「いまさら専業主婦の妻に働いてくれなんて、ふがいない私をさらけ出すようで惨めですよ」と涙を浮かべて訴える男性──。筆者は50歳代向けの企業研修を担当することが多いが、研修後に申し込まれるライフプラン相談でしばしば目にするのが「泣く中年サラリーマン」の姿だ。
役職定年を知ってはいたが、実際に給与がいくら下がるのかを計算してぞっとした。「ねんきん定期便」に記載されていた年金受給額が、想像以上に少なかった。65歳まで働けるから安心と思っていたが、嘱託は時給で、しかも息子のアルバイト代より少なくて茫然とした、など「こんなはずじゃなかった」という声の嵐である。
私立校に子どもを通わせたり、身の丈以上の住宅ローンを組んだりで、将来の備えに回すおカネがほとんど確保できなかった人も少なくない。これといったスキルも身に付いていないから転職は無理と肩を落とす人も。
そんな人は、奥様にぜひ「働いて」もらいましょう。50歳代からでも遅くはない。年収100万円を目指して仕事をしてもらうだけで、定年後の家計は劇的に変化する。
もっとも、懸念されるとおり、長い間専業主婦をしていた妻にとって、外で働くというのはハードルが高いもの。中にはうかつに切り出して妻に泣かれ、それ以来気まずくなったという人や、「出世しなかったあなたが悪い」と激しくなじられた人もいる。

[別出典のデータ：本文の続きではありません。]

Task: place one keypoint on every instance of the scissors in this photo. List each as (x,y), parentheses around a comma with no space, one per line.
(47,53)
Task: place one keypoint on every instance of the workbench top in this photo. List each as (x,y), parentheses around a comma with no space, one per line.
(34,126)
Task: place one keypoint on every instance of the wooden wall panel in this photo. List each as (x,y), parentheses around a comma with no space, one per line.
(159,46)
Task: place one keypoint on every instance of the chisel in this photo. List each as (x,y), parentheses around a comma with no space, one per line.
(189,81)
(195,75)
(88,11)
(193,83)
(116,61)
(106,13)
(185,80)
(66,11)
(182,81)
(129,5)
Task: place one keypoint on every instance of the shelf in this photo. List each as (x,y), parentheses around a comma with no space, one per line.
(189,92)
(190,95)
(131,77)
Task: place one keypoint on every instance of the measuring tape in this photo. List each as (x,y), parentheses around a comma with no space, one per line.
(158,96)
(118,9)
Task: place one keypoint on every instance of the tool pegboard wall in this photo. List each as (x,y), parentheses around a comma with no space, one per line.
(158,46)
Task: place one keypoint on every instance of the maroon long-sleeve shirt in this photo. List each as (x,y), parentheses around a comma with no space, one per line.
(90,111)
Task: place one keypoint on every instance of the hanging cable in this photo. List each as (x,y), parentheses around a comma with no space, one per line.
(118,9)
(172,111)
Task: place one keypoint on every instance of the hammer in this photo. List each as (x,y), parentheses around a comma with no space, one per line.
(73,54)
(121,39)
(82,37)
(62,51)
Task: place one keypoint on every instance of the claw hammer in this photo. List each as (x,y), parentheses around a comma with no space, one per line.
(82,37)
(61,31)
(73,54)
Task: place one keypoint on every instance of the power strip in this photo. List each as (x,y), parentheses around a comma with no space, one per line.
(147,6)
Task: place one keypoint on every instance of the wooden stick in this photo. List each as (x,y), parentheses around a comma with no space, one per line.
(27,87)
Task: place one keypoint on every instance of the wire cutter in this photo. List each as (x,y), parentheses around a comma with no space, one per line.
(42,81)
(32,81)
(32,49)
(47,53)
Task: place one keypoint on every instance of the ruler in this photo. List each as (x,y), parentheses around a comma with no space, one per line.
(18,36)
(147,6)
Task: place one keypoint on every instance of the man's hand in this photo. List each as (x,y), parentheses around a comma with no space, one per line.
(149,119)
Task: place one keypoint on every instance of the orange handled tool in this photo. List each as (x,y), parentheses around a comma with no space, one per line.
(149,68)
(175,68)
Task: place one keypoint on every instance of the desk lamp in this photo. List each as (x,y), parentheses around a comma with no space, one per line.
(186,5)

では、どうやったらうまく働いてもらえるか。筆者は話の流れにポイントがあると考える。
夫も積極的に家事にかかわる
最初のステップは老後の暮らしについて情報収集し、家計の状況を夫婦で共有することだ。ねんきん定期便に老齢年金の見込額が記載されている。本当にその年金額で生活できるのか、しっかり話し合おう。夫婦で参加できる年金セミナーに出掛けてみるのもよい。夫婦でファイナンシャルプランナーに相談する手もある。第三者にレクチャーしてもらうのは有効だ。